I wrote a small helper method to read Paths from your class resources. It is quite handy to use as it only needs a reference of the class you have stored your resources as well as the name of the resource itself.
public static Path getResourcePath(Class<?> resourceClass, String resourceName) throws URISyntaxException {
URL url = resourceClass.getResource(resourceName);
return Paths.get(url.toURI());
}
Read a File from resources folder using NIO, in java8
public static String read(String fileName) {
Path path;
StringBuilder data = new StringBuilder();
Stream<String> lines = null;
try {
path = Paths.get(Thread.currentThread().getContextClassLoader().getResource(fileName).toURI());
lines = Files.lines(path);
} catch (URISyntaxException | IOException e) {
logger.error("Error in reading propertied file " + e);
throw new RuntimeException(e);
}
lines.forEach(line -> data.append(line));
lines.close();
return data.toString();
}
You can not create URI from resources inside of the jar file.
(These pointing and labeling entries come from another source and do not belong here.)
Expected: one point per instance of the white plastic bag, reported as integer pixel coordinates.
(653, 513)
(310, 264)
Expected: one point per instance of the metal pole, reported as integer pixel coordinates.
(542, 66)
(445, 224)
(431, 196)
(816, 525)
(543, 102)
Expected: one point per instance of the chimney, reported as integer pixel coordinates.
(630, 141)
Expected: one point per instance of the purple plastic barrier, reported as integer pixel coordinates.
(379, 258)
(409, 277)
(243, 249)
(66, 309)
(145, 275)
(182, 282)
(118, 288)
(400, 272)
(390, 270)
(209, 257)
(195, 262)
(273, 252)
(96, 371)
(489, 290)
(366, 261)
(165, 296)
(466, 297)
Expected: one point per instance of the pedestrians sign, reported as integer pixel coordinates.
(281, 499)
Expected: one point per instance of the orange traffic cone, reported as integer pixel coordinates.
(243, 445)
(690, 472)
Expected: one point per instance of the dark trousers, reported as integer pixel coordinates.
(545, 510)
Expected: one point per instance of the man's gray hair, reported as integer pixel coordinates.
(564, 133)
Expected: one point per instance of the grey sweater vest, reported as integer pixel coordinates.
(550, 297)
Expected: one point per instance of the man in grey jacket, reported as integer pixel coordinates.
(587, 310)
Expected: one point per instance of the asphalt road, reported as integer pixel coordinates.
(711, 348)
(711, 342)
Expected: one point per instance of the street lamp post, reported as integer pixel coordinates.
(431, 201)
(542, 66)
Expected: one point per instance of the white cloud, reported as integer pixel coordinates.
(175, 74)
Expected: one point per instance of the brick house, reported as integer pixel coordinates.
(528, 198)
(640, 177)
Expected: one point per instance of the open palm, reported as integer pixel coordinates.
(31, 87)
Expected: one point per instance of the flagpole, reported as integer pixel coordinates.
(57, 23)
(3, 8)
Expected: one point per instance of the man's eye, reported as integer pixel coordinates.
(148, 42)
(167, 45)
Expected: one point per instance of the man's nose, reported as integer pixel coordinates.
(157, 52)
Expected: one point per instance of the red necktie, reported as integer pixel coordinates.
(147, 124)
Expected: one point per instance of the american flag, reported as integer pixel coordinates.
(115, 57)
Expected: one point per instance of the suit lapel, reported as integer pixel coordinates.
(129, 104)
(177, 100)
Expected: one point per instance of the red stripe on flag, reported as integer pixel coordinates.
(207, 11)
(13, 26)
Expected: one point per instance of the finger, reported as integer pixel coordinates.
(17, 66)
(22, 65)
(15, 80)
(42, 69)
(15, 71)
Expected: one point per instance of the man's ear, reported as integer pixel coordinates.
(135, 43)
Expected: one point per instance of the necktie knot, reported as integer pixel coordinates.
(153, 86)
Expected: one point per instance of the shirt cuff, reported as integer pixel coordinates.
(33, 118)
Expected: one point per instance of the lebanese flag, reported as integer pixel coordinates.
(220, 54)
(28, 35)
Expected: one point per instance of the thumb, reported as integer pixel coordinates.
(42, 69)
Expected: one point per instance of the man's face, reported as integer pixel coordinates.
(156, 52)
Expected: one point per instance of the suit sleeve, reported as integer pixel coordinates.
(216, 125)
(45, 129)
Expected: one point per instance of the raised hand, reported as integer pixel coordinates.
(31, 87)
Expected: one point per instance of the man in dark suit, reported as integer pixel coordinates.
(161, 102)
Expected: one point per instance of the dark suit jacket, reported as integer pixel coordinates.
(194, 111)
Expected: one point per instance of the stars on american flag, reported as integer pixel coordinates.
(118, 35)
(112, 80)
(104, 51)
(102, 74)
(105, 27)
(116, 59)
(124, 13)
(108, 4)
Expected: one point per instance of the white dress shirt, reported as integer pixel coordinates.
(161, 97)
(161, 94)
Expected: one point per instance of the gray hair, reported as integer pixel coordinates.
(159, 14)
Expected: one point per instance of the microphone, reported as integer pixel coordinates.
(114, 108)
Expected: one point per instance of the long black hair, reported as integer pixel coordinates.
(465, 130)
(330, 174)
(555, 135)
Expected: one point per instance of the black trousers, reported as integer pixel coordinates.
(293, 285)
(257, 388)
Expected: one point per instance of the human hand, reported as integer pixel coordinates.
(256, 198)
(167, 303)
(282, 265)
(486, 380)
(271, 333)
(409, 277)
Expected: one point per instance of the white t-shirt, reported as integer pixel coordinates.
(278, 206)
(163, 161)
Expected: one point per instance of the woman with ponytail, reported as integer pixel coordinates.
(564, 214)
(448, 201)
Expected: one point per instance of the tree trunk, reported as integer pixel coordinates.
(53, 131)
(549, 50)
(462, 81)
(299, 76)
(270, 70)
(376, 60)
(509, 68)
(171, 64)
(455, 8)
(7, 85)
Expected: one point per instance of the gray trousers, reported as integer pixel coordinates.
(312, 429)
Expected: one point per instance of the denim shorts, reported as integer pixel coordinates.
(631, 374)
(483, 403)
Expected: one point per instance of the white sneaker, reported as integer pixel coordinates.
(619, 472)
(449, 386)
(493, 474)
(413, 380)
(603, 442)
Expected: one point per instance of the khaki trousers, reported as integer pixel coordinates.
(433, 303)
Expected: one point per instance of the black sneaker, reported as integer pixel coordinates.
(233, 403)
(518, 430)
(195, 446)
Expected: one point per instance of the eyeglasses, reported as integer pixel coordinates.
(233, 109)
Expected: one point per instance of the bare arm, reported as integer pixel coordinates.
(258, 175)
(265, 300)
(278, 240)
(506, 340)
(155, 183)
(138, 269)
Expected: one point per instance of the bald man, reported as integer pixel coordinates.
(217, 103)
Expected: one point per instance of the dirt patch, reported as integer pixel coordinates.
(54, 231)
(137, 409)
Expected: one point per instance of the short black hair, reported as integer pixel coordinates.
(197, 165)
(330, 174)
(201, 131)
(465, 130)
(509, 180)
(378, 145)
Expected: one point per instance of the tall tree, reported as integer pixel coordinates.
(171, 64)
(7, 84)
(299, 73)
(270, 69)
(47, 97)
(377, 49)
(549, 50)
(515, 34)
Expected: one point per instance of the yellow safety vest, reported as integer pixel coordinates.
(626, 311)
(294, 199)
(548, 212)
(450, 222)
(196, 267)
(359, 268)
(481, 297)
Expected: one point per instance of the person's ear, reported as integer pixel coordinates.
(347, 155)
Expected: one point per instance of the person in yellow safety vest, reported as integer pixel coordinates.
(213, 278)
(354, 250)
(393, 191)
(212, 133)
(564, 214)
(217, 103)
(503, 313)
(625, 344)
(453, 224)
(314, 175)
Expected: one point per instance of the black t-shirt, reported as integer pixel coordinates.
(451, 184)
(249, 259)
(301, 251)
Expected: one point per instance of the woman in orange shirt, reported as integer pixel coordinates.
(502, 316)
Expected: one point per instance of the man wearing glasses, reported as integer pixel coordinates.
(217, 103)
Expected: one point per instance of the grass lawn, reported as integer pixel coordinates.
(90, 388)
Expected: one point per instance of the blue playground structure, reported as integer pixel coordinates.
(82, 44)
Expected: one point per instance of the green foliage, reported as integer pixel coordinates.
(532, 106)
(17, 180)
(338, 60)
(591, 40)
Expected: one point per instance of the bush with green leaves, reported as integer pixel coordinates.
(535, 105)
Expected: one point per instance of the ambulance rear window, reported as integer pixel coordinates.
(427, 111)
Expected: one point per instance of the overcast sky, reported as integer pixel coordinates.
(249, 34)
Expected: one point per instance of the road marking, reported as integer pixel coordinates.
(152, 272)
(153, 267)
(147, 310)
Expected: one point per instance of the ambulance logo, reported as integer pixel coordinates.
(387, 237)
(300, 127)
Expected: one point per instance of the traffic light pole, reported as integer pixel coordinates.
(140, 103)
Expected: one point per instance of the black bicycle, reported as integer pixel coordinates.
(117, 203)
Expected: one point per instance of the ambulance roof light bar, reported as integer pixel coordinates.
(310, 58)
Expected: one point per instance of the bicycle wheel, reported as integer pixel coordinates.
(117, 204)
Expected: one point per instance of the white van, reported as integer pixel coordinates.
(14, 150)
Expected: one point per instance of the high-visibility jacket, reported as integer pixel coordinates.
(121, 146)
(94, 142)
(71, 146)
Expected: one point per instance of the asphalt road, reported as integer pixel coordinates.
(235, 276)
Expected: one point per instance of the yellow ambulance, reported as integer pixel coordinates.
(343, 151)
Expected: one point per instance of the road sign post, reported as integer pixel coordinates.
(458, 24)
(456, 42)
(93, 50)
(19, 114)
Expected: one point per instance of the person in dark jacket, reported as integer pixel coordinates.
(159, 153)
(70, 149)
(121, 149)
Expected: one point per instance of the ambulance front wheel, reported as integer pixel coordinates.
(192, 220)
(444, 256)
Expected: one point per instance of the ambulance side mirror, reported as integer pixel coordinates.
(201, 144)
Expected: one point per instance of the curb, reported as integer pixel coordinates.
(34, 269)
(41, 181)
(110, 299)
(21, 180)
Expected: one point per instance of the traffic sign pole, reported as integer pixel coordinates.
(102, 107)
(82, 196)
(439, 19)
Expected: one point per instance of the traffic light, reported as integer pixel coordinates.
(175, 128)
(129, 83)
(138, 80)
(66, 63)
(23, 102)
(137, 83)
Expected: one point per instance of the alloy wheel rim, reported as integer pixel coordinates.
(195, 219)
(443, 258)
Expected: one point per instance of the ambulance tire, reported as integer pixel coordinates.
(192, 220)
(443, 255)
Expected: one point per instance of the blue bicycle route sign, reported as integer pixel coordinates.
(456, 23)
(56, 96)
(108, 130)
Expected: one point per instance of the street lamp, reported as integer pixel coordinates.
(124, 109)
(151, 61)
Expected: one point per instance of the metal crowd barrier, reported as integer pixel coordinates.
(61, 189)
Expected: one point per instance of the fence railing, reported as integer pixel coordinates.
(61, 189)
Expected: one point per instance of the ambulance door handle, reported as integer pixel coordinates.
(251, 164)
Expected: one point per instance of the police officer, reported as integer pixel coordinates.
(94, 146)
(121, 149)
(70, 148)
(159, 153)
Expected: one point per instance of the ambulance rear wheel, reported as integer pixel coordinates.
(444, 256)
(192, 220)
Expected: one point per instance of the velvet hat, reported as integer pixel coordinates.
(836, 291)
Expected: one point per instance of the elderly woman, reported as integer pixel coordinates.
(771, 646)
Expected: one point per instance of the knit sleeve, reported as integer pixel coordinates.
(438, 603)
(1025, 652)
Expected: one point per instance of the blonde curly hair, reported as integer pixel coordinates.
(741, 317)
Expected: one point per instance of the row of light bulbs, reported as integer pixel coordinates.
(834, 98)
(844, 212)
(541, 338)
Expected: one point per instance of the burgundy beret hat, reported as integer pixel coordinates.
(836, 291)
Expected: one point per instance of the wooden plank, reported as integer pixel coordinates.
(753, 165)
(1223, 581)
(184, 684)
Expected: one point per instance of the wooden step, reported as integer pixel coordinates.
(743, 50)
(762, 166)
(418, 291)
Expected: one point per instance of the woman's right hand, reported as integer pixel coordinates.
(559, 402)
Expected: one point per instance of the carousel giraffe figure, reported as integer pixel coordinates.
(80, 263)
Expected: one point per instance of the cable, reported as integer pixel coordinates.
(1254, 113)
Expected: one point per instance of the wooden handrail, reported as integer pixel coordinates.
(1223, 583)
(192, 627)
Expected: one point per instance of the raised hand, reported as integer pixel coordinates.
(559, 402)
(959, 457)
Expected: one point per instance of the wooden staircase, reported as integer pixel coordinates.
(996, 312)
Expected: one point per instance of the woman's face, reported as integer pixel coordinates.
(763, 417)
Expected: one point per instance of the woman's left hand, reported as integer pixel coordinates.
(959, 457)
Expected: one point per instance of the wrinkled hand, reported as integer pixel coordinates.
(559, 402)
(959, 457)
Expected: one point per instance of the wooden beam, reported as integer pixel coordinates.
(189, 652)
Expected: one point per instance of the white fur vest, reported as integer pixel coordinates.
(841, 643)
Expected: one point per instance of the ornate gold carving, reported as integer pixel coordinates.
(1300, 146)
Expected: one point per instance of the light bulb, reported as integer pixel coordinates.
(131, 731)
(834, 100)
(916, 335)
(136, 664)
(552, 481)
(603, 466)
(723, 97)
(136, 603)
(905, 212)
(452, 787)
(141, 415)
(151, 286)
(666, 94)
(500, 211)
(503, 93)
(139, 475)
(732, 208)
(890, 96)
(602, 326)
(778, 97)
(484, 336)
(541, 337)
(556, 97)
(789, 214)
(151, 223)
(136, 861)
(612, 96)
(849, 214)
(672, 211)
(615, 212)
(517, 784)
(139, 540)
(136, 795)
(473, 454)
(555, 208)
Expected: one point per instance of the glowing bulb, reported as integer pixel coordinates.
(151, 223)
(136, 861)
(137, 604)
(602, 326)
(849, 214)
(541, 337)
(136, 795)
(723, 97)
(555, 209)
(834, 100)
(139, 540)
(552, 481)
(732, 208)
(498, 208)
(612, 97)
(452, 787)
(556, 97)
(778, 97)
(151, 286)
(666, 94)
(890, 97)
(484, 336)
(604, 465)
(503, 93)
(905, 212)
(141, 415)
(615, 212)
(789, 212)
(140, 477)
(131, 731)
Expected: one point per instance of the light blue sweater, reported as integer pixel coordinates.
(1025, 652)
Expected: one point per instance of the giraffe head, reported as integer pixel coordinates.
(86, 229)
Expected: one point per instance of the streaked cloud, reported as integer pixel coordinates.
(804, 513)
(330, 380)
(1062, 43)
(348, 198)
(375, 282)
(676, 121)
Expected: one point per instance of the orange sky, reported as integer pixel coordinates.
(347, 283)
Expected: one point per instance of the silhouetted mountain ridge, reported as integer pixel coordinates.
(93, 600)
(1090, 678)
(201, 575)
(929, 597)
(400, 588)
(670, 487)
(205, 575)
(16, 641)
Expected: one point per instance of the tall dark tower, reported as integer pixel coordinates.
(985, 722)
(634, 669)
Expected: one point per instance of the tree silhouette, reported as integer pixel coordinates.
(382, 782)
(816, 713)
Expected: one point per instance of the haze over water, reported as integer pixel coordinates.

You can simply write it to the temp file and then use it (java8):
Path path = File.createTempFile("some", "address").toPath();
Files.copy(ClassLoader.getSystemResourceAsStream("/path/to/resource"), path, StandardCopyOption.REPLACE_EXISTING);
You need to define the Filesystem to read resource from jar file as mentioned in https://docs.oracle.com/javase/8/docs/technotes/guides/io/fsp/zipfilesystemprovider.html. I success to read resource from jar file with below codes:
Map<String, Object> env = new HashMap<>();
try (FileSystem fs = FileSystems.newFileSystem(uri, env)) {
Path path = fs.getPath("/path/myResource");
try (Stream<String> lines = Files.lines(path)) {
....
}
}